Canada New Vision of Lakeland Glory
In July of 1917 – twenty-two years ago this month – Tom Thomson, Canadian artist, was drowned at Canoe Lake, Algonquin Park. He was but forty years old, and only the last four of them were devoted to painting the amazingly original and colorful pictures which helped to usher in the dawn of a new era for Canadian art. “New era” is not an exaggeration. Despite the hilarious scoffing, the cheap sneers and honest wrath which greeted the efforts of the valiant Group of Seven to depict Canadian light, color and life instead of borrowing these qualities from Europe, the influence of the Group, of which Thomson was perhaps the main inspiration, continues to grow and add abundant riches to native art. […]
Startled by success
Tom Thomson exhibited his first canvas, “A Northern Lake,” at a display by the Ontario Society of Artists in 1913. It was a revelation of the true native feeling and freshness of the Lakeland that is ours. But when the picture was immediately purchased by the Ontario Government Thomson was startled rather than surprised. And for four years thereafter he produced those far-famed pictures which stamp him as an outstanding contributor to and significant influence on Canadian art.

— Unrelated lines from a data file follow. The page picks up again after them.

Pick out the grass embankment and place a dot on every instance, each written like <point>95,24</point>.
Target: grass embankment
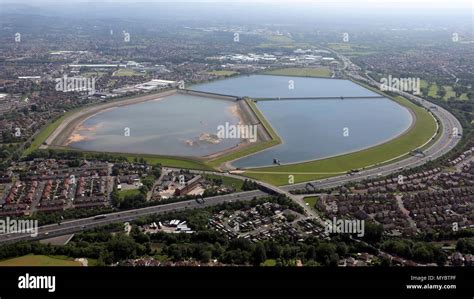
<point>39,260</point>
<point>130,192</point>
<point>311,200</point>
<point>275,139</point>
<point>222,73</point>
<point>422,131</point>
<point>319,72</point>
<point>227,181</point>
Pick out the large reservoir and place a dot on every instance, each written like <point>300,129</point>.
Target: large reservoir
<point>310,129</point>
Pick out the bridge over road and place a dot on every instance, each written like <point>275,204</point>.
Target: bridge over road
<point>318,98</point>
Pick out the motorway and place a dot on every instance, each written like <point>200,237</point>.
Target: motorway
<point>445,142</point>
<point>73,226</point>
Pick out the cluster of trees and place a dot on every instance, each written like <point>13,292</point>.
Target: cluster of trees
<point>465,245</point>
<point>417,251</point>
<point>57,216</point>
<point>73,155</point>
<point>249,185</point>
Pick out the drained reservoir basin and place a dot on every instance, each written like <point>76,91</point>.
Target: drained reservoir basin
<point>177,125</point>
<point>310,129</point>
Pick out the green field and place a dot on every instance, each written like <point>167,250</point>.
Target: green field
<point>433,91</point>
<point>44,133</point>
<point>311,200</point>
<point>302,72</point>
<point>269,263</point>
<point>449,92</point>
<point>131,192</point>
<point>420,133</point>
<point>227,181</point>
<point>39,260</point>
<point>127,72</point>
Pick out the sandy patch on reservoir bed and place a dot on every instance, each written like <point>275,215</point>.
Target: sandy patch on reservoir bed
<point>66,129</point>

He was not the pioneer painter of the northern Lakeland. Pictures of that rugged and virile beauty had been set on canvas before and had their own appeal. But it was Thomson who first caught the subtle moods and changes of that northland and was able to translate those subtleties into the language of form and color. He was a lyric poet who made his rhymes with pigment and his rhythms with the stroke of a brush.
Spell of the northland
So, you who trek to the lakeland for vacation days, behold its glories through the eyes of the seer, Tom Thomson. That gnarled and twisted jack pine on the rocky lake shore is the high priest of the west wind that blows the lake to foam-flecks. Spruce by the river becomes a lace pattern through which the stream beckons you to stand and admire. And, if you but pause to ponder, the bright gold of the young tamarack, the black and somber spruce, the vivid blues of lake and stream and the gaudy purple of the hills are all there, even as Thomson saw these shades from dawn to sunset, and from sunset to the witchery of moonlight. Only it needs the slow and quiet pace of a woodland walk and not the speeding of an automobile to absorb this feast of color. A walk through the woodland; a slow-paddled canoe; these are the means to see the beauties of color, to be attuned to the moods and enter into the peace of the northern wilds, as Tom Thomson, apostle of beauty did.